Preparation of molecular structures for descriptor calculations

Prior to calculating 2D molecular descriptors, all molecular structures were standardized and filtered. Prior to calculating 3D molecular descriptors, from the conformer generator structure but not the crystal structure, similar standardization was applied to the structures retained for the QSPR ready datasets, yet stereochemistry was retained prior to conformer generation.

Calculation of 2D molecular descriptors

The choice of 2D molecular descriptors was based upon the different permutations considered by Klimenko et al. [14] and Avdeef [17]. Where possible, we sought to calculate the same subsets of descriptors as per these previous studies, and to consider the same combinations of these subsets, as well as the combined pool of all molecular descriptors. Each of the different subsets is denoted by a label explained in Additional file 1: Table S1 and the combinations of 2D molecular descriptors evaluated are enumerated, therein, using these labels. These labels are also used in the file names of the versions of the QSPR ready datasets (see Table 1) provided in Additional File 2, to denote the 2D molecular descriptors incorporated into the applicable combination of the available descriptors.
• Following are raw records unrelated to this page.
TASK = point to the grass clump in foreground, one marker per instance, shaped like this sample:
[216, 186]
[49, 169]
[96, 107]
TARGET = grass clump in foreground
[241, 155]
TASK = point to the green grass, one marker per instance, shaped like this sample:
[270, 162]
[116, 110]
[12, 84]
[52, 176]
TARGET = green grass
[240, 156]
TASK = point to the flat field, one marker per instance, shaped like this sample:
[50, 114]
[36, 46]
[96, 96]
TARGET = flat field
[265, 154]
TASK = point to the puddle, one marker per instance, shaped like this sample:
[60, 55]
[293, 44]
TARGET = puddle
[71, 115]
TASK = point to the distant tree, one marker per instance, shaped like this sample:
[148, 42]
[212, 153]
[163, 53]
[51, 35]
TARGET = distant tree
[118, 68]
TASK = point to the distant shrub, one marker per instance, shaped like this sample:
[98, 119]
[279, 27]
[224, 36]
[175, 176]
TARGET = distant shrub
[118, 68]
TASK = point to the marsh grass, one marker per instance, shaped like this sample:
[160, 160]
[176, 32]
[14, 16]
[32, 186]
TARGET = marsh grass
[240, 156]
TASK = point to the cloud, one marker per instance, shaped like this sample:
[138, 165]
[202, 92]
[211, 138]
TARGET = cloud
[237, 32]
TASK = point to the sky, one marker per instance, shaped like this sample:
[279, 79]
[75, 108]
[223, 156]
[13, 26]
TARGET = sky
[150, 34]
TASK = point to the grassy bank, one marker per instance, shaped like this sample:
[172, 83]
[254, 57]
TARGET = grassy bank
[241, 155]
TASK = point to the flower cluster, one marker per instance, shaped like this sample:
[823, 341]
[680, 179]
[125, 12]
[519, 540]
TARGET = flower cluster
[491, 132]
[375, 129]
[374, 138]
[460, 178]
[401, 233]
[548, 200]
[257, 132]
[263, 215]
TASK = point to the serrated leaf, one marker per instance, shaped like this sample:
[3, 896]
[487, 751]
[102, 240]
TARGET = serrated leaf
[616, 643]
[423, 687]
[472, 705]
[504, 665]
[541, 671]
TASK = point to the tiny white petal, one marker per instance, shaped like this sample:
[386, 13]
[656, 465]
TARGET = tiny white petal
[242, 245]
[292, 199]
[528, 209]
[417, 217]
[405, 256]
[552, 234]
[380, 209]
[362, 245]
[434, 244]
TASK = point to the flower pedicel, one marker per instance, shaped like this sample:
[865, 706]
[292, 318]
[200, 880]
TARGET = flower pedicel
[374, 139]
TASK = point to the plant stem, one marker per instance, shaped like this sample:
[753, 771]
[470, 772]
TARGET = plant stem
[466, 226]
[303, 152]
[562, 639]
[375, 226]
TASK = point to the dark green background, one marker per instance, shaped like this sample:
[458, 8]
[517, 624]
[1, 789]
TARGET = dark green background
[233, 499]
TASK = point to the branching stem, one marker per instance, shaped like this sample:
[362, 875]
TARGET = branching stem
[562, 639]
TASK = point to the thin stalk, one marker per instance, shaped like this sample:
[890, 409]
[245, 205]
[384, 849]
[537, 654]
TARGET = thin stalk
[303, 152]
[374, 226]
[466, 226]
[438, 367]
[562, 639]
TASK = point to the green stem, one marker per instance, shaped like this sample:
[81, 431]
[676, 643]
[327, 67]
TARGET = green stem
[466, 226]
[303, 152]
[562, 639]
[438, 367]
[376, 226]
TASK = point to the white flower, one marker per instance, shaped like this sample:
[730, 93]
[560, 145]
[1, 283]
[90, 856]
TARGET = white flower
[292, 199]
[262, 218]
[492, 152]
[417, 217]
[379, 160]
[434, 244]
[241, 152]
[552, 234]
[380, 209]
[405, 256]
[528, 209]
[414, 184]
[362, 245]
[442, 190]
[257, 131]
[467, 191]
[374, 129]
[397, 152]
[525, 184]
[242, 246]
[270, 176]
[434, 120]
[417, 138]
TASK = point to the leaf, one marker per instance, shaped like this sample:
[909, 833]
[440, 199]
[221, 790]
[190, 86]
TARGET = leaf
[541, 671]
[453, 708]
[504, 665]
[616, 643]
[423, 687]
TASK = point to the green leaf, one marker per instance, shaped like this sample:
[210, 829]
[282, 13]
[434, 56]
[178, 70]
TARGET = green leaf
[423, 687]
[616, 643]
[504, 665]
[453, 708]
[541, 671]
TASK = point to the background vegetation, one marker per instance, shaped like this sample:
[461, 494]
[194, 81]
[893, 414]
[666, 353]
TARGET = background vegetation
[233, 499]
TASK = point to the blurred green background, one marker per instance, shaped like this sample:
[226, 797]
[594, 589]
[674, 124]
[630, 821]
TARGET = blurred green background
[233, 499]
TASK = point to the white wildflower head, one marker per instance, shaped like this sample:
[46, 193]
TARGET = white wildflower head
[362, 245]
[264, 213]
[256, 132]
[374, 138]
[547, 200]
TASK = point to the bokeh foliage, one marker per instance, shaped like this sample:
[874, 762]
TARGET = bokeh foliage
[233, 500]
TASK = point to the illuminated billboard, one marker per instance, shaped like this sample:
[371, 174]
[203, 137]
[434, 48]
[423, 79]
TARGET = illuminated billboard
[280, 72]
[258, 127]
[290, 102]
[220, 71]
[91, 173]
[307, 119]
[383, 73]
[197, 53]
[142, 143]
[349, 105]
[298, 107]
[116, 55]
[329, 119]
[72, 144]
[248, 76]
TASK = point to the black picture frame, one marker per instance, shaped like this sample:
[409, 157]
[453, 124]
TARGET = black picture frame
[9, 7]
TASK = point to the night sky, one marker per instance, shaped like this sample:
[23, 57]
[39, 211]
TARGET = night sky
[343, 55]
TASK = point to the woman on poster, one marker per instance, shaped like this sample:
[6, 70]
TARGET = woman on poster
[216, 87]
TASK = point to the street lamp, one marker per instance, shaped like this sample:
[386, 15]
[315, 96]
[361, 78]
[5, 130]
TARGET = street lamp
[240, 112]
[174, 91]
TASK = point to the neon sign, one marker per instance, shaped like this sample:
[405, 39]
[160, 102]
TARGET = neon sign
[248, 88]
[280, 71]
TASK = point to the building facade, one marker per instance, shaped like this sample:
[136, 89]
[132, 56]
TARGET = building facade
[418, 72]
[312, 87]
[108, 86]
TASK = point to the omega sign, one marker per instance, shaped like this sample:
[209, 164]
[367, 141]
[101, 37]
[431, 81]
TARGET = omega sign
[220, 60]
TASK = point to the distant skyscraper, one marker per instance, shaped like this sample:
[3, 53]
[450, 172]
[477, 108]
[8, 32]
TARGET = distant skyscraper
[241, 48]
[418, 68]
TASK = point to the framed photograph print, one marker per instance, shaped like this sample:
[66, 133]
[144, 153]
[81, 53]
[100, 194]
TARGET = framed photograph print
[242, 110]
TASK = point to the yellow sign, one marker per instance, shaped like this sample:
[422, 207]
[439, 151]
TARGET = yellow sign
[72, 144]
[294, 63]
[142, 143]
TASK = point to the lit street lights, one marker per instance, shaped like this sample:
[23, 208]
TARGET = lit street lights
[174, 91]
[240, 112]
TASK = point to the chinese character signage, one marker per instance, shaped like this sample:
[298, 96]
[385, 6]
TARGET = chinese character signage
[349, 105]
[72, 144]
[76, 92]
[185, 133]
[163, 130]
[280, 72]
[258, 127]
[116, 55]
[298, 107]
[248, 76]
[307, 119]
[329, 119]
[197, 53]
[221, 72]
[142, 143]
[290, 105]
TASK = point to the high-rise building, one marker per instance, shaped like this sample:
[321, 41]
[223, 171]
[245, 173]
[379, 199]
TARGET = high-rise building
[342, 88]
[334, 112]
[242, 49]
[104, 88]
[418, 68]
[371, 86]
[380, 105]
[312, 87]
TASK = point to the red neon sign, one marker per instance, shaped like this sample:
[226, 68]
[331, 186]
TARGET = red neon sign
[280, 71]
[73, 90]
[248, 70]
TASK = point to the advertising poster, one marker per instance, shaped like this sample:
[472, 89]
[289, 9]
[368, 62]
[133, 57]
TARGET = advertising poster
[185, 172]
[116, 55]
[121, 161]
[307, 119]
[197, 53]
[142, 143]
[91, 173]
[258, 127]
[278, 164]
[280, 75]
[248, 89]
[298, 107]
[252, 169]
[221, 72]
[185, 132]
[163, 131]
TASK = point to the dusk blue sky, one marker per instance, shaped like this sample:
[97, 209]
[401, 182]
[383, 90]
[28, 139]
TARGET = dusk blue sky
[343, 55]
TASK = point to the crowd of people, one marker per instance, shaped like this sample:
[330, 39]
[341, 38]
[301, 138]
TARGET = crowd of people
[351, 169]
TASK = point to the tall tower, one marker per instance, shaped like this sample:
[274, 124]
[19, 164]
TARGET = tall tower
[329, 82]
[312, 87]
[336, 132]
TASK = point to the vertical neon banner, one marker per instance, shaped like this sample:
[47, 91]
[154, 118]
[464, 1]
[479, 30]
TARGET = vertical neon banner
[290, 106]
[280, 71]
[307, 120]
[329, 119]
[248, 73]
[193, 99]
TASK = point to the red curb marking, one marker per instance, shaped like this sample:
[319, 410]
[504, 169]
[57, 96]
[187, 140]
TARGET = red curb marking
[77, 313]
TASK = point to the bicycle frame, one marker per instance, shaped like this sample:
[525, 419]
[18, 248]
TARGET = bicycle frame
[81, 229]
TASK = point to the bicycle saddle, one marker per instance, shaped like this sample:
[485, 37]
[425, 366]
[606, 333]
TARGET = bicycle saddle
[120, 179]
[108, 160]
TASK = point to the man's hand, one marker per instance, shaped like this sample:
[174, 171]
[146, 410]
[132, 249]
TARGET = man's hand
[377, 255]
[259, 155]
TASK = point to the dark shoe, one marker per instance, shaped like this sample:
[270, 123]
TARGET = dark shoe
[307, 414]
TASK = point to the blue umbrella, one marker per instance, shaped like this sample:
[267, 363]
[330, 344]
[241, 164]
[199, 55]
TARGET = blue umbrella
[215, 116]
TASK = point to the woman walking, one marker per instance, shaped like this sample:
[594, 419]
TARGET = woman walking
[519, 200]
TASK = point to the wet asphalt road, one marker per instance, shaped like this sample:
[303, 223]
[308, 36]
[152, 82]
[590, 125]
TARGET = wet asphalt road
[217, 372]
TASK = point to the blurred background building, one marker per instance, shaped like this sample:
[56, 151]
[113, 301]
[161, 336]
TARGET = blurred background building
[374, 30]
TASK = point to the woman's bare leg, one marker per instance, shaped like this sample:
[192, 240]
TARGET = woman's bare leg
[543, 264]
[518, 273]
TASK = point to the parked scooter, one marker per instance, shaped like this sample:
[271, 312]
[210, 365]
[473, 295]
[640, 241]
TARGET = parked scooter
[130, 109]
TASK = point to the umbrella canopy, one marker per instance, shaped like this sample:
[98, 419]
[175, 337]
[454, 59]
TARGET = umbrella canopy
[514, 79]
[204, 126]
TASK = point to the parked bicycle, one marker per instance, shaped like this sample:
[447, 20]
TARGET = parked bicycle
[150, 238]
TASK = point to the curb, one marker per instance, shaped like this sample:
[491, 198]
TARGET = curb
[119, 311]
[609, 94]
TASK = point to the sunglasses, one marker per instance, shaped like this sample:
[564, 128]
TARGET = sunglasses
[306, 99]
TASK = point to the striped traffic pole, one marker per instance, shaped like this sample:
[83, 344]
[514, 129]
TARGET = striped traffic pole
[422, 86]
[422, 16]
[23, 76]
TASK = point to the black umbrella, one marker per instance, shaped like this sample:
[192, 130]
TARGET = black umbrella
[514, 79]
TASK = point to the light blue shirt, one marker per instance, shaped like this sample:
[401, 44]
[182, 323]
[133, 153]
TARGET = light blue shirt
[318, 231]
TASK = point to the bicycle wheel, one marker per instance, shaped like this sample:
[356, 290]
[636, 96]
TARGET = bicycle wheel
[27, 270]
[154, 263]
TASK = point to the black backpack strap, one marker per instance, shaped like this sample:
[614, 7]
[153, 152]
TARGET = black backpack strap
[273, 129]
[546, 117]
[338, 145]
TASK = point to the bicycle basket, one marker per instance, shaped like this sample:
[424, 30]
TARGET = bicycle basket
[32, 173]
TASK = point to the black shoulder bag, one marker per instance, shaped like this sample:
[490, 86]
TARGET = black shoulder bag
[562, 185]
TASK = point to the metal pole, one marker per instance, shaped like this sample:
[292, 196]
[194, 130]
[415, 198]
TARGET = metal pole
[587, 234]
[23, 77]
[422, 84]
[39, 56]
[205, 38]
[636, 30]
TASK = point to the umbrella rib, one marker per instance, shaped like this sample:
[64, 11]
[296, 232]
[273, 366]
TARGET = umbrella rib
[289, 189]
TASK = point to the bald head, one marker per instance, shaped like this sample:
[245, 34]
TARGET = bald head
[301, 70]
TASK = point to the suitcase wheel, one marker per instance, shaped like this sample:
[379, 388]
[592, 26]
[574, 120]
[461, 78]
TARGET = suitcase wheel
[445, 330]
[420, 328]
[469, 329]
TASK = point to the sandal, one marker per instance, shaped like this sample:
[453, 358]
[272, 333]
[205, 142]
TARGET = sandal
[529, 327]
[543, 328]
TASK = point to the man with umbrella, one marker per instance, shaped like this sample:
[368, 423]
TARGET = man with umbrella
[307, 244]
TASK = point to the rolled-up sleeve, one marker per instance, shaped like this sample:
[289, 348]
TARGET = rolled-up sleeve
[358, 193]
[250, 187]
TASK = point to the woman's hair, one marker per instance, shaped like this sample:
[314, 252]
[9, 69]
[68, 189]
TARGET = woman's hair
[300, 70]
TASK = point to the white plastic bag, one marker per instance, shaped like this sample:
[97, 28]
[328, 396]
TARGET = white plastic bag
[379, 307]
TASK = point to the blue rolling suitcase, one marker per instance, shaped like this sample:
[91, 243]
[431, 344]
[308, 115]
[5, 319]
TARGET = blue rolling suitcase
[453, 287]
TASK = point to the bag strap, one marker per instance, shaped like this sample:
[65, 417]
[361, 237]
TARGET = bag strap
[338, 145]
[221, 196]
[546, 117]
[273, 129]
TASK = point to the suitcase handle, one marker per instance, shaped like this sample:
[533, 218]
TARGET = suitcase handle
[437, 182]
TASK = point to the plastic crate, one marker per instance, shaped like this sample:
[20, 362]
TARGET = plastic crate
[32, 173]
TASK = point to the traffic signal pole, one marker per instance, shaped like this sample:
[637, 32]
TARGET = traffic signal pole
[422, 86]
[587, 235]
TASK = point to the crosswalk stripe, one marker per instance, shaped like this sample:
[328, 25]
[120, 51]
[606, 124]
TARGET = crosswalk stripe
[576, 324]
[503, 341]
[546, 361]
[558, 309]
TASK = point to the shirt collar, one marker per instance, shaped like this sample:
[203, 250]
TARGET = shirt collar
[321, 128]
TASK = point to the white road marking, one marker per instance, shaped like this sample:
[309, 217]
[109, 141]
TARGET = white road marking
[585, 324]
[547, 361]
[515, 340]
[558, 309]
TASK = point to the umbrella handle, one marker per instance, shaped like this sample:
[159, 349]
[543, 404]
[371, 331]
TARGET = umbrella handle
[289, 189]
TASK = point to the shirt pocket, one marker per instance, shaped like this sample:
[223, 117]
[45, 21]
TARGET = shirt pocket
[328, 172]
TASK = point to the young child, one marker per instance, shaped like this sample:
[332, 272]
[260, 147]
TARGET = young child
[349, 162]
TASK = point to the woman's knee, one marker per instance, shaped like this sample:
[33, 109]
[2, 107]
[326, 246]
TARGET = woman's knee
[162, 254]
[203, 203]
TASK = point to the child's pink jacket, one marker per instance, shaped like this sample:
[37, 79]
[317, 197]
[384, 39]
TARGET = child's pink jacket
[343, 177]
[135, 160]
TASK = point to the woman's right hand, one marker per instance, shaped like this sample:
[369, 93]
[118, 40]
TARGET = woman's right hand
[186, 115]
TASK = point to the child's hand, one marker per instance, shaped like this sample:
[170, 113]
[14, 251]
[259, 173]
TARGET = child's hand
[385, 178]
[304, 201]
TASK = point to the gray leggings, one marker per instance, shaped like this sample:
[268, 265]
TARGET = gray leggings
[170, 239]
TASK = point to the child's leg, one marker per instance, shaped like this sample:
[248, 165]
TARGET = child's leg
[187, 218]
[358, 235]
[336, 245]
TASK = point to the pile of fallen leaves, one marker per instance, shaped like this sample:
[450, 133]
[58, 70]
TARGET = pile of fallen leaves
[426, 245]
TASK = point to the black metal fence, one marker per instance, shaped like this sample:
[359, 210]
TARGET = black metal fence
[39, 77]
Calculation of crystal structure based 3D molecular descriptors

In addition to employing calculated lattice energies as a descriptor, the value of crystallographic information was evaluated via computing 3D molecular descriptors from the molecular structure found in the crystal. Specifically, charged partial surface area (CPSA) descriptors, representing the charge distribution at the molecular surface [39,40,41], were calculated using Mordred [42, 43]. These may partially capture intermolecular interactions in the solid state. Whereas the calculated lattice energies and experimental melting point data explicitly convey information about the solid state contribution, these descriptors may—in part—implicitly represent this information. However, if the solution state structures are not wholly different, they might partially capture molecular interactions associated with non-solid state contributions. Moreover, these descriptors may also be calculated for 3D molecular structures estimated from the available molecular information. Hence, in order to assess whether these descriptors added value due to their having been computed from the crystal structure, corresponding models were built using CPSA descriptors calculated from the 3D molecular structure derived from the originally curated SMILES using the ETKDG conformer generator algorithm [44, 45] and UFF force-field [46] geometry refinement. These descriptors were only calculated for those dataset entries which could be integrated with crystal structures.

Temperature descriptor

For a given material, assuming the standard enthalpy of solution may be approximated as a constant over the relevant temperature range, as well as other assumptions, the logarithm of solubility may be linearly related to (1/T), where T is the temperature in Kelvin [c.f. Eq. (1)] [17,18,19,20]. Hence, as temperature dependent solubility in log10[molar concentration] units was modelled for the Klimenko et al. [14]. derived dataset, the experimental temperature values were transformed to (1/T) to use as a descriptor. N.B. It should be noted that Klimenko et al. [14] proposed a more complicated temperature descriptor. However, for simplicity, and due to the grounding of the (1/T) dependence, under certain assumptions [17,18,19,20], in fundamental thermodynamics, we chose to use (1/T) as the descriptor.

Melting point descriptor

Experimental melting point data were used as a descriptor for all datasets. The data retrieved do not necessarily correspond to the polymorph for which enthalpy of solution or solubility data were modelled.

QSPR ready datasets

Table 1 summarizes the QSPR ready datasets which were used for the evaluation of modelling approaches investigated in our work. A summary of the derivation of these QSPR ready datasets is provided in Fig. 2. These datasets were derived from the curated datasets summarized in Fig. 1, following integration with structural information, standardizing molecular structures, and calculating descriptors. For the enthalpy of solution datasets, data points noted to be low quality by Avdeef [17] were also filtered. The derived dataset matched instance IDs to an endpoint value and a vector of descriptors.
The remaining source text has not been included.